ジビエ専門店「Nhà hàng Thành Long」

 ジビエ専門店で、蛇以外にも食材が豊富に揃っている。生きた蛇を見せられ、OKなら重量を計って調理に入る。待っている間にとりあえずヤギ料理でもいただこうと注文。肉が柔らかくて旨い。持込みのベトナム米酒を飲みながら、ヤギ肉をつまんでいると、早くも酔いが回ってくる。

まずはヤギ料理

 私が初めて蛇を食べたのは、約30年前の海南島だった。当時は高速道路がなく、三亜から海口までは一般道路を1日かけて走破する。

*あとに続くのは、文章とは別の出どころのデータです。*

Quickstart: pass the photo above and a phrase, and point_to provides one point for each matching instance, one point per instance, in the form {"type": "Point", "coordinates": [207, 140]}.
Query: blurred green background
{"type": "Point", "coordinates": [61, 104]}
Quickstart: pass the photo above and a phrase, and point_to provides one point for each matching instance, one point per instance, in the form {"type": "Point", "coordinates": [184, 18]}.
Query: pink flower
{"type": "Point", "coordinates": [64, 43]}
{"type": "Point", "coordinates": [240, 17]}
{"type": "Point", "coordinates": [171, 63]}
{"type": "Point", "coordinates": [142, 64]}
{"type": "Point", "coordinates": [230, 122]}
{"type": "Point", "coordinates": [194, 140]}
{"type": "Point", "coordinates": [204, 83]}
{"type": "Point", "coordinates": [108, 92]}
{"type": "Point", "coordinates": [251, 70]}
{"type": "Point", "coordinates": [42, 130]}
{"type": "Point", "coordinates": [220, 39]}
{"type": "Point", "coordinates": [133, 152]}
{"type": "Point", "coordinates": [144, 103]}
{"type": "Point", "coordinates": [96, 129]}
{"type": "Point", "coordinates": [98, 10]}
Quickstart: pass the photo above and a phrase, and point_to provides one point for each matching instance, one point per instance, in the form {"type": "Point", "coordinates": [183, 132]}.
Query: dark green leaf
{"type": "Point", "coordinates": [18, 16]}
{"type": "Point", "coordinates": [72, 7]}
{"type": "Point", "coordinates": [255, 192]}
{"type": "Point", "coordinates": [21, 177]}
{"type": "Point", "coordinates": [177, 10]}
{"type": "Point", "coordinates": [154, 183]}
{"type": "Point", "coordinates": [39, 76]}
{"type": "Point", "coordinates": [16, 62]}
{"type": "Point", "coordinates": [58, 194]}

山を越えていると、地元の子供が獲った蛇をくねくねと踊らせながら売りつけてくる。車の運転手は夕食のおかずに買って帰るからと車を止めて蛇選びを始める。

店主と

 面白い。蛇に惹かれて、私は運転手に「ランチは蛇が食べたい」と言い出し、山の中の蛇食堂に連れていかれる。せっかくだから、少々値が張る毒蛇を注文。大きな毒蛇で血酒、内臓料理、肉の炒めと唐揚げ、さらに濃厚な蛇スープとフルコースを満喫。それ以来、蛇大好きになった。